L’instant d’après, ils étaient en route, et bientôt ils arrivaient à la ruelle des Fossoyeurs sans avoir fait la moindre rencontre qui pût les arrêter. Ils frappèrent. Ramus ouvrit. Ils entrèrent dans la maison, et arrivés dans cette belle salle à manger où Ramus avait introduit les deux Pardaillan, le chevalier dit paisiblement:
– Monsieur Ramus; voulez-vous pousser votre générosité jusqu’à nous laisser seuls pour une heure dans cette salle?

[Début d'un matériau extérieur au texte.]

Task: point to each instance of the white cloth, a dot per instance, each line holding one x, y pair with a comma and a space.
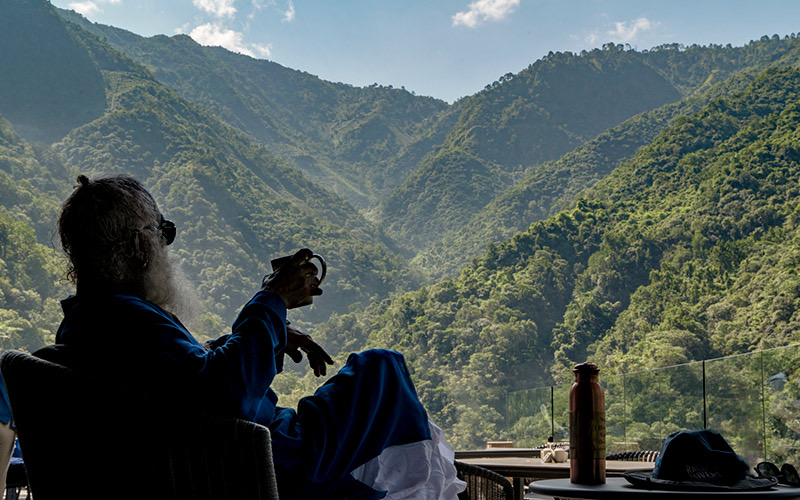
423, 470
7, 436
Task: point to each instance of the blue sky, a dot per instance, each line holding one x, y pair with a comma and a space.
443, 48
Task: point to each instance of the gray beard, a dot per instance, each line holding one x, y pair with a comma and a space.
167, 286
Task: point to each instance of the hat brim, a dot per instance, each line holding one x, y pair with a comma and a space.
750, 483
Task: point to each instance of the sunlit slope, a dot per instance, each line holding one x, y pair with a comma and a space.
351, 140
543, 112
29, 266
686, 251
236, 205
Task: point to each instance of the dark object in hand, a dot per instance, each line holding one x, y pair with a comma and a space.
303, 265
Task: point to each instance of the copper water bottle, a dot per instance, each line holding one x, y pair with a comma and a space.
587, 427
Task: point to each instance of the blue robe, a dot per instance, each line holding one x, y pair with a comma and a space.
371, 404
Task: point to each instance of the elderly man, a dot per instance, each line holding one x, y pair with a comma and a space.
364, 434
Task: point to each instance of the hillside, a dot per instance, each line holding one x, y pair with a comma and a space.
236, 204
553, 186
29, 270
354, 141
686, 251
554, 106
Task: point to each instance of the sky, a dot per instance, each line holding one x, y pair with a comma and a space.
446, 49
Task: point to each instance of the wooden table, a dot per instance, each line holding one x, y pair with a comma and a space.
521, 468
617, 487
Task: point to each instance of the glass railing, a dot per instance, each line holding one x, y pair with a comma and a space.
752, 399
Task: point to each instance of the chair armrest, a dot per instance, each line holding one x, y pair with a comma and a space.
220, 457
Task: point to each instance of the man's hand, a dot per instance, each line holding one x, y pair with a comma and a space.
297, 341
296, 281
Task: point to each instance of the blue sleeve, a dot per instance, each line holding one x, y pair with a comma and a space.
235, 374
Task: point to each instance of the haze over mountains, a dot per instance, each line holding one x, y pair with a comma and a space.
639, 208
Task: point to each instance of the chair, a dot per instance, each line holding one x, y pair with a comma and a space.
16, 478
483, 484
83, 438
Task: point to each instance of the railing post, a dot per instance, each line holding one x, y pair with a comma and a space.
552, 413
705, 399
763, 409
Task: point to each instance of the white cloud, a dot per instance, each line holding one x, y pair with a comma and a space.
219, 8
288, 15
264, 50
85, 8
484, 10
217, 36
626, 32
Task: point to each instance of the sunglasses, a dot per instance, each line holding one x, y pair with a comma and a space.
167, 228
787, 474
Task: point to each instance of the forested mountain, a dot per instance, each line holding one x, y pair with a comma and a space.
345, 138
29, 270
236, 204
642, 207
688, 250
541, 113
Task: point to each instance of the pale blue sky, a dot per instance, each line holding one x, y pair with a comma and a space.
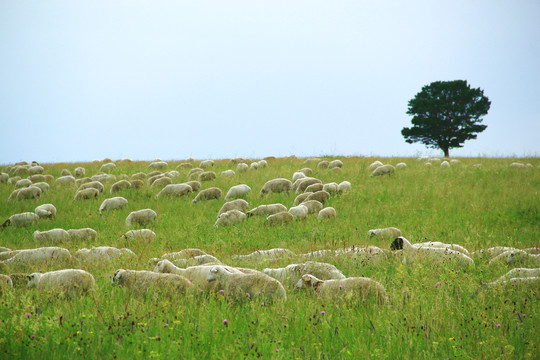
83, 80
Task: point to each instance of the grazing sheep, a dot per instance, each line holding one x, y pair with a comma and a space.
207, 176
299, 212
141, 234
327, 213
386, 233
84, 234
21, 220
321, 196
313, 206
276, 186
229, 218
242, 167
228, 173
176, 190
120, 185
208, 194
54, 235
272, 254
267, 210
240, 286
436, 255
92, 185
239, 204
238, 192
360, 287
65, 180
68, 281
383, 170
113, 204
38, 257
279, 218
141, 281
86, 194
102, 254
141, 217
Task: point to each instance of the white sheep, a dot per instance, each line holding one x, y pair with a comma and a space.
141, 217
293, 272
103, 254
299, 212
239, 204
271, 254
114, 203
54, 235
358, 287
84, 234
276, 186
68, 281
327, 213
175, 190
230, 217
238, 192
383, 170
86, 194
270, 209
21, 220
208, 194
141, 234
239, 286
385, 233
45, 211
141, 281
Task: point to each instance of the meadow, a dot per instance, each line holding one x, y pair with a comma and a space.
433, 312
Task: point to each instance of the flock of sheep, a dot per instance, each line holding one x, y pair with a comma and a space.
194, 271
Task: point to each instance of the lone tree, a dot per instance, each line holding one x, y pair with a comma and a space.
445, 114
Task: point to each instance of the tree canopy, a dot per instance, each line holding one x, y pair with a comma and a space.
446, 114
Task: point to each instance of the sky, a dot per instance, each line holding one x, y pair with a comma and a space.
84, 80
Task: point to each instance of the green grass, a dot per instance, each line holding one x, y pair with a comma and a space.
476, 208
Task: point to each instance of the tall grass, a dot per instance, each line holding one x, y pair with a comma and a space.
434, 312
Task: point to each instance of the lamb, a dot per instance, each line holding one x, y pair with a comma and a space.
39, 256
68, 281
299, 212
272, 254
386, 233
280, 218
141, 234
54, 235
85, 234
327, 213
239, 204
229, 218
240, 286
175, 190
313, 206
103, 254
207, 176
113, 204
267, 209
360, 287
276, 186
142, 281
435, 254
238, 192
383, 170
293, 273
21, 220
120, 185
86, 194
208, 194
141, 217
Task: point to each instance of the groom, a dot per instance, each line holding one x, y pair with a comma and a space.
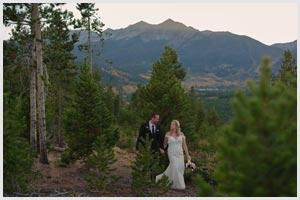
152, 129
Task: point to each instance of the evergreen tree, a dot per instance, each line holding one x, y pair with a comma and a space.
146, 164
61, 67
89, 118
212, 117
257, 151
164, 93
288, 66
100, 162
17, 162
91, 22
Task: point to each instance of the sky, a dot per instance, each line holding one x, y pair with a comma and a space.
268, 23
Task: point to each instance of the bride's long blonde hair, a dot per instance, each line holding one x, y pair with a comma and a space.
178, 130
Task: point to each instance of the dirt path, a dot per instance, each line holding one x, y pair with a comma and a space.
54, 180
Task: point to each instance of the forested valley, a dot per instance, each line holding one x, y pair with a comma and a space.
65, 133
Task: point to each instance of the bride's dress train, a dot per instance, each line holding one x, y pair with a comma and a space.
175, 169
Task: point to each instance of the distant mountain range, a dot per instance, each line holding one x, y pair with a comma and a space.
211, 59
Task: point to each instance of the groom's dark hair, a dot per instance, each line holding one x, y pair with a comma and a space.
153, 115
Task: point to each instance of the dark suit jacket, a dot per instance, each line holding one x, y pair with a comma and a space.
157, 137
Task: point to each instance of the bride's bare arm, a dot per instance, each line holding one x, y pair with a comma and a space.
166, 140
184, 146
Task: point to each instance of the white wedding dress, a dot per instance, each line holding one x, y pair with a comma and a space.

– Cette maison est à vous, mon enfant, tant qu’elle sera à moi, dit le vieux savant qui se retira aussitôt dans une pièce du rez-de-chaussée.
– Où sommes-nous? fit le maréchal étonné, troublé, inquiet, en proie à cette indéfinissable angoisse qui précède les grands événements, bons ou mauvais.
– Monseigneur, dit le chevalier sans répondre à cette question, je vous demande de m’attendre ici quelques minutes…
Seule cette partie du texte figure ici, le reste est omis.